Correlation Between Stellantis and Volkswagen
Can any of the company-specific risk be diversified away by investing in both Stellantis and Volkswagen at the same time? Although using a correlation coefficient on its own may not help to predict future stock returns, this module helps to understand the diversifiable risk of combining Stellantis and Volkswagen into the same portfolio, which is an essential part of the fundamental portfolio management process.
By analyzing existing cross correlation between Stellantis NV and Volkswagen AG 110, you can compare the effects of market volatilities on Stellantis and Volkswagen and check how they will diversify away market risk if combined in the same portfolio for a given time horizon. You can also utilize pair trading strategies of matching a long position in Stellantis with a short position of Volkswagen. Check out your portfolio center. Please also check ongoing floating volatility patterns of Stellantis and Volkswagen.
Diversification Opportunities for Stellantis and Volkswagen
0.38 | Correlation Coefficient |
Weak diversification
The 3 months correlation between Stellantis and Volkswagen is 0.38. Overlapping area represents the amount of risk that can be diversified away by holding Stellantis NV and Volkswagen AG 110 in the same portfolio, assuming nothing else is changed. The correlation between historical prices or returns on Volkswagen AG 110 and Stellantis is a relative statistical measure of the degree to which these equity instruments tend to move together. The correlation coefficient measures the extent to which returns on Stellantis NV are associated (or correlated) with Volkswagen. Values of the correlation coefficient range from -1 to +1, where. The correlation of zero (0) is possible when the price movement of Volkswagen AG 110 has no effect on the direction of Stellantis i.e., Stellantis and Volkswagen go up and down completely randomly.
Pair Corralation between Stellantis and Volkswagen
Given the investment horizon of 90 days Stellantis is expected to generate 2.89 times less return on investment than Volkswagen. In addition to that, Stellantis is 1.12 times more volatile than Volkswagen AG 110. It trades about 0.1 of its total potential returns per unit of risk. Volkswagen AG 110 is currently generating about 0.33 per unit of volatility. If you would invest 931.00 in Volkswagen AG 110 on November 1, 2024 and sell it today you would earn a total of 102.00 from holding Volkswagen AG 110 or generate 10.96% return on investment over 90 days.

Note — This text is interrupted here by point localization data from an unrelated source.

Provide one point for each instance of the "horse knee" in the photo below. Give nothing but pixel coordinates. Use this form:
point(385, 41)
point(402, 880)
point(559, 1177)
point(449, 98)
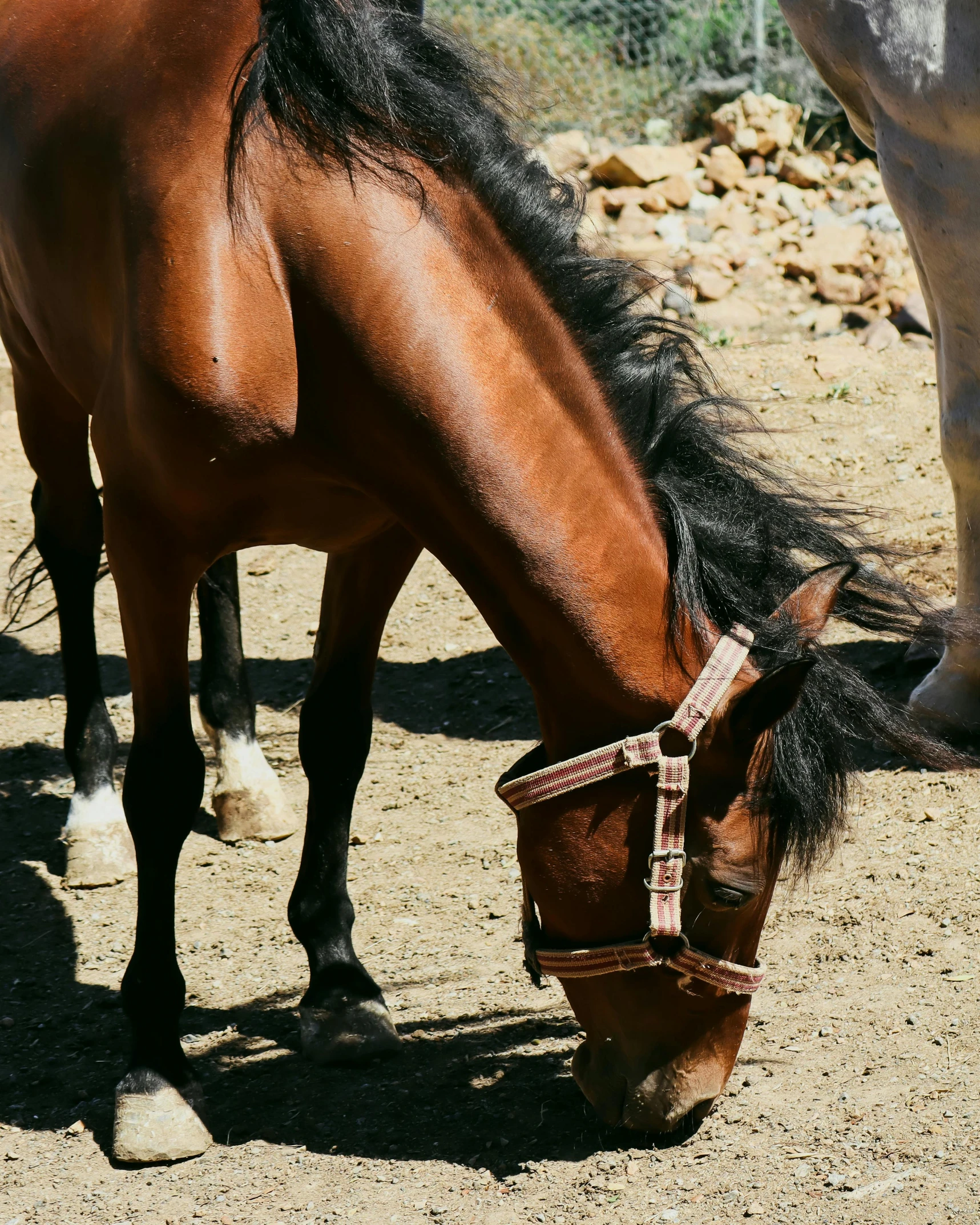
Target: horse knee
point(163, 787)
point(961, 434)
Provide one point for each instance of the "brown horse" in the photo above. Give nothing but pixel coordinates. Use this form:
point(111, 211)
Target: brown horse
point(357, 316)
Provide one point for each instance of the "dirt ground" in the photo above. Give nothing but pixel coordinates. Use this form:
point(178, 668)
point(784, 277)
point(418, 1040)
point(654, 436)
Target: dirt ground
point(856, 1095)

Time Period | 3 Months [change] |
Direction | Moves Together |
Strength | Very Weak |
Accuracy | 95.0% |
Values | Daily Returns |
Stellantis NV vs. Volkswagen AG 110
Performance |
Timeline |
Stellantis NV |
Volkswagen AG 110 |
Stellantis and Volkswagen Volatility Contrast
Predicted Return Density |
Returns |
Pair Trading with Stellantis and Volkswagen
The main advantage of trading using opposite Stellantis and Volkswagen positions is that it hedges away some unsystematic risk. Because of two separate transactions, even if Stellantis position performs unexpectedly, Volkswagen can make up some of the losses. Pair trading also minimizes risk from directional movements in the market. For example, if an entire industry or sector drops because of unexpected headlines, the short position in Volkswagen will offset losses from the drop in Volkswagen's long position.Stellantis vs. Porsche Automobile Holding | Stellantis vs. Toyota Motor | Stellantis vs. Honda Motor Co | Stellantis vs. General Motors |
Volkswagen vs. Porsche Automobile Holding | Volkswagen vs. Volkswagen AG | Volkswagen vs. Mercedes Benz Group AG | Volkswagen vs. Volkswagen AG Pref |
Check out your portfolio center.Note that this page's information should be used as a complementary analysis to find the right mix of equity instruments to add to your existing portfolios or create a brand new portfolio. You can also try the Analyst Advice module to analyst recommendations and target price estimates broken down by several categories.